La resa di Sànchez, Spagna di nuovo al voto. Re Felipe sceglie il 26 giugno per il ritorno alle urne

pedrin(ASI) Madrid - Alla fine del terzo giro di consultazioni la scelta definitiva che avrebbe, nell'arco di poche ore, scatenato la fantasia giornalistica dei media spagnoli.


"La politica ha fallito", "I partiti sono impotenti", "L'attendismo di Rajoy ha trionfato", questi i titoli delle principali testate nazionali.

Il leader del partito socialista Pedro Sànchez si arrende così all'evidenza dei numeri e delle scelte ideologiche dei potenziali alleati. Nessuna maggioranza di governo possibile, dopo settimane di consultazioni e cinque mesi dopo le elezioni del 20 dicembre.
Numeri diabolici, è vero, ma nessun partito è voluto venire incontro alla necessità di governare con le larghe intese o un governo di unità nazionale. Mentre Mariano Rajoy non era voluto da nessuno per un secondo mandato nel palazzo della Moncloa, Pedro Sànchez ci ha provato fino all'ultimo istante pur di conciliare le diverse anime della sinistra, ma, di fronte al nuovo scenario "quadripolare", e dopo l'ultimo tentativo, ha ammesso l'impossibilità della sua impresa di fronte al re Felipe VI.

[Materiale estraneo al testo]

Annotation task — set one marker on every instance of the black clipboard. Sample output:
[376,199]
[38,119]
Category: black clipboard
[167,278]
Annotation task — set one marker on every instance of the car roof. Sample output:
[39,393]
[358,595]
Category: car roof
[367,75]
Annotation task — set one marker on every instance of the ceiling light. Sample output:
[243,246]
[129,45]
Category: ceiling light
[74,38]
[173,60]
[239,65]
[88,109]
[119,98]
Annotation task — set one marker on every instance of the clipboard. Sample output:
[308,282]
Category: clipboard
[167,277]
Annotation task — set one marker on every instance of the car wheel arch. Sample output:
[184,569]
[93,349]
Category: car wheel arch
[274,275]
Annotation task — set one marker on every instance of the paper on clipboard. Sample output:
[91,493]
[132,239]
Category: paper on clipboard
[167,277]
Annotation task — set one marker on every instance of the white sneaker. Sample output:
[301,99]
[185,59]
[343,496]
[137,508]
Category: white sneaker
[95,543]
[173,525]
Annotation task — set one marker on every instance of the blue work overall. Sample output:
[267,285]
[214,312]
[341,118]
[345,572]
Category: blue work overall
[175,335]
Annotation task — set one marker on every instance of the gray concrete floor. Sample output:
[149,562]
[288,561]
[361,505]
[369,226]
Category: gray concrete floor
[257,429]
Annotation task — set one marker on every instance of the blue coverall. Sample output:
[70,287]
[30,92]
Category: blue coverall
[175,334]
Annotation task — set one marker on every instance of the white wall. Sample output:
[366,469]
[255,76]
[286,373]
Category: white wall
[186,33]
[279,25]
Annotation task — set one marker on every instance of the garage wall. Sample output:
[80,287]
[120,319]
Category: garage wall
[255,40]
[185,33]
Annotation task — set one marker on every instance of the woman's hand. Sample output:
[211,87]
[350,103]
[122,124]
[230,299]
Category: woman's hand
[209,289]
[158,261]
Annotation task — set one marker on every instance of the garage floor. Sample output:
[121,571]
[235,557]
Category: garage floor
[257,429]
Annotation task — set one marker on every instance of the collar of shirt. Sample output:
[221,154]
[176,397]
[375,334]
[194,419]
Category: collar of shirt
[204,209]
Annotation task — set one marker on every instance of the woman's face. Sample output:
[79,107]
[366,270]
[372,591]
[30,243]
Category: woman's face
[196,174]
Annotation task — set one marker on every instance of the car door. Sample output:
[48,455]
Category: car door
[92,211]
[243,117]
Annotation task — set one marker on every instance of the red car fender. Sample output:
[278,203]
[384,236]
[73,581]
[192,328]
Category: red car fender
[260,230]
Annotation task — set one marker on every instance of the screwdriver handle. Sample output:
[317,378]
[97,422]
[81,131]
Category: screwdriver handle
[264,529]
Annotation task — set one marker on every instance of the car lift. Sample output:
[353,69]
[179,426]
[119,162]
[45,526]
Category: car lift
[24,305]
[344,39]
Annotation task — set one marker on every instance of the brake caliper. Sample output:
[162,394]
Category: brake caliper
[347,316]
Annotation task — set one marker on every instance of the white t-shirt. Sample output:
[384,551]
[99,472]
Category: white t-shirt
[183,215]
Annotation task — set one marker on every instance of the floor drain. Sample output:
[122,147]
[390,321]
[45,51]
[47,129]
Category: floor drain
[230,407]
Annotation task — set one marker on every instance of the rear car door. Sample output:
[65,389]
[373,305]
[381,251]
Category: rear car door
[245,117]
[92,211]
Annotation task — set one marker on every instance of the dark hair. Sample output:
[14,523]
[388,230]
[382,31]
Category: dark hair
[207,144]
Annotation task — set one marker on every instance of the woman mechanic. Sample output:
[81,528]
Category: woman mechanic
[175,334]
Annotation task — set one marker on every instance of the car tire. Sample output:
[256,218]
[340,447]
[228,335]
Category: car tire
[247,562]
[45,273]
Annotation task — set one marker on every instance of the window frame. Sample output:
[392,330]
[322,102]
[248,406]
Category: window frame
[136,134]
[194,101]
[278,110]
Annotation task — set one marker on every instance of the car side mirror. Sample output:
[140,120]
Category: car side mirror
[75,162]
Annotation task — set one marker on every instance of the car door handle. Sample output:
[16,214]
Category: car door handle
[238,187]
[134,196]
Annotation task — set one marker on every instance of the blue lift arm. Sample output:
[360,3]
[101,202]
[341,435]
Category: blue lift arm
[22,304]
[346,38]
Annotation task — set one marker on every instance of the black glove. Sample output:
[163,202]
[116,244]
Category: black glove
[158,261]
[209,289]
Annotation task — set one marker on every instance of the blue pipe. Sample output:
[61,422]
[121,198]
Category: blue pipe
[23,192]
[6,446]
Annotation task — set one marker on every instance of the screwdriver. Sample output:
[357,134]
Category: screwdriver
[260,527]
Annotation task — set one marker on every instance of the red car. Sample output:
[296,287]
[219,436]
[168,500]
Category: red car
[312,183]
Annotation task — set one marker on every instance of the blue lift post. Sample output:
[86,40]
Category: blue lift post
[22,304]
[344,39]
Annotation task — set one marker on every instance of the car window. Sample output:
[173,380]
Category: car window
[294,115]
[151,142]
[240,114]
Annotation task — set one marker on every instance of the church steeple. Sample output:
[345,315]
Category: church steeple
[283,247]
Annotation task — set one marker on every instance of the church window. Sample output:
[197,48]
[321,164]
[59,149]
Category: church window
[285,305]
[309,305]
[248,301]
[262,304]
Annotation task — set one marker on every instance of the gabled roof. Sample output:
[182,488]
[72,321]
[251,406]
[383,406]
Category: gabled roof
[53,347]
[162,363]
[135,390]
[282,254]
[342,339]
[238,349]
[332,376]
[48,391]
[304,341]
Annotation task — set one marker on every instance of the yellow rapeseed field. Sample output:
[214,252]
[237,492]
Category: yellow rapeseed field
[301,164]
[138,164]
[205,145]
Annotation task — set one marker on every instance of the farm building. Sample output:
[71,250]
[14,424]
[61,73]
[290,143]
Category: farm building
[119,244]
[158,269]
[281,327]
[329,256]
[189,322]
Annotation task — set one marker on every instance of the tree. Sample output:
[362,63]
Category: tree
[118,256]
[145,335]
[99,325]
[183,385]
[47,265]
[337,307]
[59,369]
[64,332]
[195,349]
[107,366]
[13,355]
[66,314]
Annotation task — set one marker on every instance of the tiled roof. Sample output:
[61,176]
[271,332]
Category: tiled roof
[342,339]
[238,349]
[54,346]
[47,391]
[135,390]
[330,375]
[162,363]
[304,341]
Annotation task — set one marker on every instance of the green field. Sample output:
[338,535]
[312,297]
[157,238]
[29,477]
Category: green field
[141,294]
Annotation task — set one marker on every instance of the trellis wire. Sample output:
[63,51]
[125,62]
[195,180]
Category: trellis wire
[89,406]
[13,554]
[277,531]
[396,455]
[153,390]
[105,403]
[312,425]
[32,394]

Il re, pur a malincuore, vedendo mal ripagata la sua infinita pazienza verso un potenziale governo riformista di cambio, ha prontamente proclamato in via ufficiale la data delle prossime elezioni legislative, e così anche la riapertura della campagna elettorale prevista per il 10 giugno, pur non essendosi mai chiusa nel corso dell'autunno, dell'inverno e di questa calda primavera.

Prossime elezioni all'inizio dell'estate invece, quando il più giovane parlamento spagnolo eletto dai tempi della transizione post-franchista sarà già stato dissolto.
Il giudizio dei media spagnoli ed internazionali è stato molto severo, gli economisti temono per quello dei mercati. Il blocco politico è stato considerato negativamente da ogni parte, eppure per molti partiti è ancora ritenuto l'unico espediente per trionfare alle prossime elezioni, arroccandosi nelle solite posizioni ideologiche.

Tra tante idee, l'unico punto di svolta, anzi di non svolta, è stato il rifiuto di Podemos di accettare un compromesso con Ciudadanos, partito che aveva già accolto le posizioni assunte dal partito socialista. Pablo Iglesias non ha mai rinunciato all'appoggio delle frange nazionaliste delle regioni autonome e dei partiti indipendentisti, difendendo una richiesta di referendum inaccettabile per Sànchez e i vertici del PSOE.
Come si era detto, una nuova stagione politica era stata aperta per via di un risultato elettorale numerico che aveva decretato la fine del bipartitismo, eppure, di fronte a un quadro politico desolante, chi potrebbe trarne maggior vantaggio sembrerebbe proprio il leader del Partido Popular Mariano Rajoy, indebolito dagli scandali fiscali interni al suo partito, ma notevolmente rinforzato dall'apparente assenza di alternative.

In giugno sarà possibile capire quali scelte politiche verranno ripagate dalle urne, sebbene i risultati possibili sembrano essere due.
Il primo sarebbe l'esatta riconferma di tutti i voti espressi, lasciando lo stallo inalterato. Il secondo sarebbe, a dispetto delle sinistre che non sono riuscite a mettersi d'accordo nell'arco di oltre novanta giorni su un patto di governo, una vittoria del PP, ma tale da riconquistare stavolta la maggioranza assoluta.

Pur con il risentimento che molti cittadini nutrono verso il primo ministro in funzione, un brutto governo sembra sempre essere migliore di un non governo, ma dovranno essere gli Spagnoli a dirlo.